Não vou recordar aqui que os colonizadores esclavagistas do Brasil são os antepassados dos brasileiros «brancos» de hoje e que 200 anos de independência deveriam ter sido suficientes para crescer sozinho. A internet — esse poço de sabedoria — está cheia de brasileiros (eles são muitos, e por isso há também proporcionalmente mais ignorância) que lamentam terem sido colonizados por portugueses. Dizem que preferiam ter sido colonizados por holandeses ou ingleses porque as antigas colónias daqueles são países mais desenvolvidos e que no segundo caso não precisavam de aprender inglês. Quer mais mentalidade de colonizado do que preferir usar a língua de outro do que a consciência de que é por eles falarem português que o português tem peso no mundo?

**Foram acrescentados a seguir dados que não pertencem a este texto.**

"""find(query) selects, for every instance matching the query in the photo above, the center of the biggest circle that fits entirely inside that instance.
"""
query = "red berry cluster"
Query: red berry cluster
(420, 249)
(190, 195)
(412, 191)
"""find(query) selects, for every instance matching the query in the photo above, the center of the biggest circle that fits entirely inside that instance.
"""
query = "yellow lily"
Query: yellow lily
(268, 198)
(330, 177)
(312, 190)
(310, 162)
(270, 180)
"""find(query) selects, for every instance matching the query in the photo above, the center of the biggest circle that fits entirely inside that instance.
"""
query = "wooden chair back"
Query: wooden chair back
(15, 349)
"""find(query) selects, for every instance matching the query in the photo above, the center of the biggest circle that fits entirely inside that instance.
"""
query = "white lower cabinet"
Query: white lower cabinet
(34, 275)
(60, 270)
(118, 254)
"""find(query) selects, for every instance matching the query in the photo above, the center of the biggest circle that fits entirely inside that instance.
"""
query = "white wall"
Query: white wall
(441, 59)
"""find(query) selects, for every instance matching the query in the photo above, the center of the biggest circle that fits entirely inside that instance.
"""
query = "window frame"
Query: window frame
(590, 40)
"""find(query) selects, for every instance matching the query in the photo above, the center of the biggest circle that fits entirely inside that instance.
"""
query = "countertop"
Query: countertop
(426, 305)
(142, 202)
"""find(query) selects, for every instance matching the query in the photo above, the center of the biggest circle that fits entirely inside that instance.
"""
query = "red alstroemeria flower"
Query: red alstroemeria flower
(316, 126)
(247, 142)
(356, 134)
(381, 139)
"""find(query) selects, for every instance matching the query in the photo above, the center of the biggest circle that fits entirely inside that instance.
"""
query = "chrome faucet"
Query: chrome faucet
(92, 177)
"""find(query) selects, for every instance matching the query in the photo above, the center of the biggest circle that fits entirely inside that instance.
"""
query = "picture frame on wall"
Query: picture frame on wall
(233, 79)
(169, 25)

Seja como for, e desculpe a divagação, no debate sobre o acordo ortográfico tenho lido, do lado dos prós como dos contras, argumentos de profunda xenofobia. O português do Brasil não é uma língua de índios, é uma variante do português europeu, tal como os países africanos têm as suas (nos casos de Angola e Moçambique as realidades linguísticas são muito interessantes porque grande parte da população não fala o português como língua materna, sendo aquela a língua do ensino). Isso não lhe atribuiu (tal como não atribui ao português do nosso jardim) nem qualidades inferiores nem superiores. As coisas são como são e são diferentes. Não me repugnaria ortografias diferentes, mas acho que se é para ser orto- («correcta») só deveria haver uma grafia. Se se considerar que as variantes divergiram tanto que se tornaram línguas diferentes, então a história é outra: é que países independentes usam a língua como garante da sua soberania.